Category Archives: Incanter

Incanter blog post roundup

There have been several cool blog posts over the last few weeks featuring Incanter that I would like to highlight here.

Incanter code repository

It’s been a long time coming, but Incanter is available in a public code repository (http://repo.incanter.org) once again.

The version available in the Clojars repository has grown increasingly out of date, but couldn’t be updated due to Incanter’s new modular build structure; a structure that lets developers include only the subset of Incanter functionality that they need.

For instance, if you only need the functionality found in incanter.core and incanter.stats, then include the incanter-core dependency in your project.clj file. If you need charts but, not Processing visualizations, include incanter-charts. If you want access to the incanter.chrono library, but nothing else, use the incanter-chrono dependency.

Instructions for building Leiningen-based projects using the repository are available on the Incanter repo’s homepage, http://repo.incanter.org.

Data Sorcery with Clojure & Incanter: Introduction to Datasets & Charts

I put together my slides (pdf) for next week’s National Capital Area Clojure Users Group February Meetup. Being snow-bound this week, I’ve been able to make more slides than I’ll have time to cover during next week’s session, so I’ll be skimming over some of the examples.

Russ Olsen will start the session with an introduction to Clojure, so if you’re in the D.C. area next Thursday (February 18), sign-up for the meetup.

The code used in this presentation is available here, and a more printer-friendly version of the presentation itself, with a white background, is available here.

Who is Incanter?

In preparation for a talk I’m giving next week at the CapClug (I plan to post the slides in the next couple days) I finally put together a list of people that have help build Incanter over the last year.

Committers: This group has a new member today, Sean Devlin. He’s working on incanter.chrono 2.0, making him the project’s Time Lord.

  • David Edgar Liebke
  • Bradford Cross (FlightCaster)
  • Alex Ott (build master)
  • Tom Faulhaber (autodoc)
  • Sean Devlin (chrono 2.0)
  • Jared Strate (FlightCaster)

Contributors: This group includes those that have patched, optimized, and improved Incanter.

  • Chris Burroughs
  • Phil Hagelberg
  • Edmund Jackson (proposed time-series)
  • Steve Jenson
  • Steve Purcell
  • Brendan Ribera
  • Alexander Stoddard

Community: This group includes those that through questions, suggestions, and answers have improved Incanter.

Related Project: This is the first public project built on Incanter, and a great one at that.

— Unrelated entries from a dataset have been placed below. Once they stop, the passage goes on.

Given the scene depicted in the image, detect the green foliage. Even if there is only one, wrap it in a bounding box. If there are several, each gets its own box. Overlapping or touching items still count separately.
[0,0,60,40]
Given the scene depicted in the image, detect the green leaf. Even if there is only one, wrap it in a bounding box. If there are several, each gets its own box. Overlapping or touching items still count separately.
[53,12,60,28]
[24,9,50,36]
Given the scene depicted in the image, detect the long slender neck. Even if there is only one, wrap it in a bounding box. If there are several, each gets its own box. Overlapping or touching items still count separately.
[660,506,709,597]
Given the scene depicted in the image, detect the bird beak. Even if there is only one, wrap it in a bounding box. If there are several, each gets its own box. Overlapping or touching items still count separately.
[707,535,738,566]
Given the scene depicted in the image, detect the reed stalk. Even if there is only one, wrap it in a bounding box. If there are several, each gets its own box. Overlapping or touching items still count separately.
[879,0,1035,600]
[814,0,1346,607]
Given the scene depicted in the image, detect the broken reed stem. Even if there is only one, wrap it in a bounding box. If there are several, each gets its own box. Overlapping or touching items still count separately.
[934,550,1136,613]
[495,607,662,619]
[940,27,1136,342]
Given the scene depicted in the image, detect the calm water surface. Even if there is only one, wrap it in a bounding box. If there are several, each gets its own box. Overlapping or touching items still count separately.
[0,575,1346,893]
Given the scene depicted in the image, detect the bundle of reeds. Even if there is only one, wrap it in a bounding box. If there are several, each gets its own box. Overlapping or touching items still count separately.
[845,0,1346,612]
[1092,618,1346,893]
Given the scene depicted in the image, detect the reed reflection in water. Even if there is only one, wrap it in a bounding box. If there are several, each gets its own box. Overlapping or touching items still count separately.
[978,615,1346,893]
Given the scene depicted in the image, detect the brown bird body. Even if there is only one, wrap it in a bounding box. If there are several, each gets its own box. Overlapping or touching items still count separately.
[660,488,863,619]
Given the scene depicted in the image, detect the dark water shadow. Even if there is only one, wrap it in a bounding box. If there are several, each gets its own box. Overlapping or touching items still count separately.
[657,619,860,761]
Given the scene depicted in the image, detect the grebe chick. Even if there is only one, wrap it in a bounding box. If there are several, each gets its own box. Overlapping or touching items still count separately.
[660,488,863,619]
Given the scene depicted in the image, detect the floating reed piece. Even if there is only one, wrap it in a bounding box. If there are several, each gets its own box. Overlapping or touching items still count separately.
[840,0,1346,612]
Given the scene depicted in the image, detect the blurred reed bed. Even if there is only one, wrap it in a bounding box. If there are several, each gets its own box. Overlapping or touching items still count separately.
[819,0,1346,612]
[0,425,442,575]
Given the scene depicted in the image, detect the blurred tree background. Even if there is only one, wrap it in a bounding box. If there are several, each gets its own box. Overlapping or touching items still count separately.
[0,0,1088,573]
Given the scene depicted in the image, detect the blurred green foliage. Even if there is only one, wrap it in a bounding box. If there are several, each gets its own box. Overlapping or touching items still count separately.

Thanks everyone for helping make Incanter so much fun to work on!

David

Dark theme for Incanter charts

JFreeChart has been a fantastic library, I’ve been able to include useful charting functionality in Incanter very quickly because of it, but I’m not a big fan of its default visual theme. Eventually I’d like to create some new themes, or better yet include themes created by others, but in the meantime I have created the set-theme function, which accepts a chart and either a keyword indicating a built-in theme or a JFreeChart ChartTheme object, and applies the theme to the chart.

At the moment, the only built-in themes are :default and :dark, but hopefully that will change in the future.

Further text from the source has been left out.